Share your dilemmas and get honest opinions from other Mumsnetters.

To stipulate minimum number of nights at home for DD?

756 replies

teenmumstress24 · 09/12/2024 08:48

DD turned 18 a few months ago. Her 18th birthday coincided with her meeting a new boyfriend who she is inseparable from. She spends around 1-3 nights per fortnight at home, and that's only to sleep / occasionally grab food or a shower. She doesn't converse with anyone (unless to ask for lifts or to borrow cash), and she certainly doesn't do any housework. Since this time there have been numerous issues and arguments; mostly around the following themes:

  • constant requests for lifts from me or partner (although this has declined since her boyfriend passed his driving test a few weeks ago as he's seemingly the taxi now)
  • never doing any housework
  • never being at home long enough to converse with anyone and all her interactions being requests for something
  • letting me and her little sister down after agreeing to do something with us and then dropping us in favour of the boyfriend (little sister is only 3 so doesn't understand and gets very upset about her big sister not being there)
  • more recently me and my partner (her step dad) we're both told to "fuck off" when we were unable to facilitate a lift whilst juggling bedtime and household tasks between us after work one evening (she later apologised for this; but it's left a very sour taste)
  • boyfriend got involved in disagreement following the above incident, and whilst I was the on the phone to her during a heated discussion about that, I was apparently on loudspeaker as I could hear the boyfriend chirping up "just hang up on her" (to my daughter about me)

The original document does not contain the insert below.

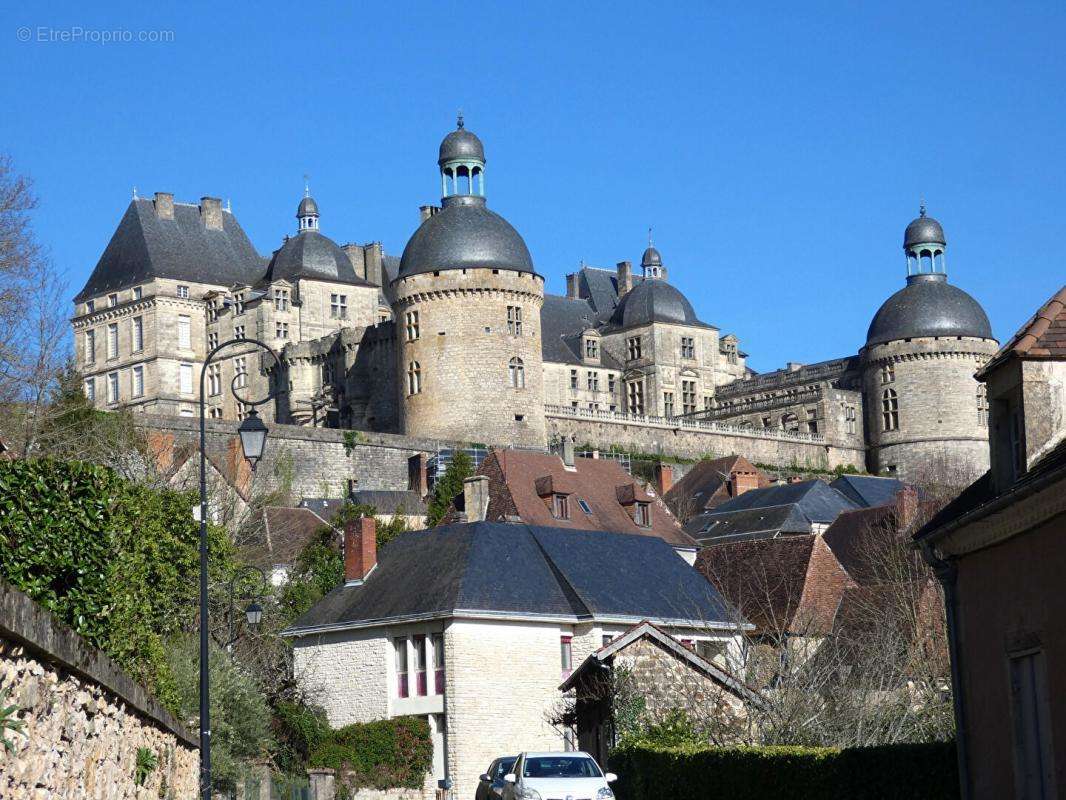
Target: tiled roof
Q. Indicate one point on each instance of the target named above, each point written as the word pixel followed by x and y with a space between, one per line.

I'm at my wits end and I can't take anymore. I've contact the GP for some medication to take the edge off because I feel so low and as though I've basically lost my daughter. I've tried telling her miss her, I'm sad about it all, I want her to spend more time at home, etc. She still doesn't. All I get from her is, "it's normal for me to want to be at his house more often he's a new boyfriend". However, she makes time for her dad, her dad's side of the family, my sister (her aunt who's she close to), her friends, and her boyfriend. The only person she lets down and seems to not want to be around is me.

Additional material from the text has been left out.